The Mummy (1959)
5/10
Dissapointing outing from the Hammer dream-team
3 June 2020
Writer Jimmy Sangster, director Terence Fisher, and stars Peter Cushing and Christopher Lee returned together for the third time in as many years for Hammer's next re-hash of a Universal classic, this time "The Mummy". Unfortunately, the weak points that were beginning to show in "Dracula" the previous year finally buckled the production. Sangster's script was fairly mediocre for "Dracula", which was only saved by Fisher's superb directing and Lee's undeniable presence and the horror imagery, and his script for "The Mummy" was so weak that it left Fisher virtually nothing to work with and it completely inhibited the film and made it the empty, slow-burner that it is. Cushing is solid, as usual, while Lee is the most unrecognisable that he would ever be in a Hammer production where he plays the monster, hidden away under all them rotten bandages.
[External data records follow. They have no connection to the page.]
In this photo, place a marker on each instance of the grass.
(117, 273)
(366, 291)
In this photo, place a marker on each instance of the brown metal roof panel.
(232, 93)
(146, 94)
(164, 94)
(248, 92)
But his lanky gait and towering presence would give him away any day!

The low-budget really shows here. But it makes for delightful, cheap sets. The film opens in Egypt in the last decade of the 1800s but it is clearly just a set design with a few potted palm trees and jungle shrubbery thrown about. I thought that this had a nice, cosy effect to it, and I would never criticise a Hammer film for its low production values, because all that aside the studio single-handedly saved the horror genre from fading away when it injected the life back into it. A family of archaelogists, among them Peter Cushing, locate and break into a long fabled tomb of an Egyptian princess. They take the loot and the body and return (thankfully, for the production's sake) back to England. You could write it yourself from here... we end up having a mummy hulking and lumbering around the English countryside, seeking vengeance for the violation of its tomb.

"The Mummy" is one of the lesser Hammer Horror films, in my opinion. There is little scares and it all just trudges along slowly, like the titular monster. Some excellent imagery - such as the scenes in the swamp - save the film from a lower rating, but overall, Sangster's script was very poor and it left the rest of the film with nothing to work with and this was the disappointing result.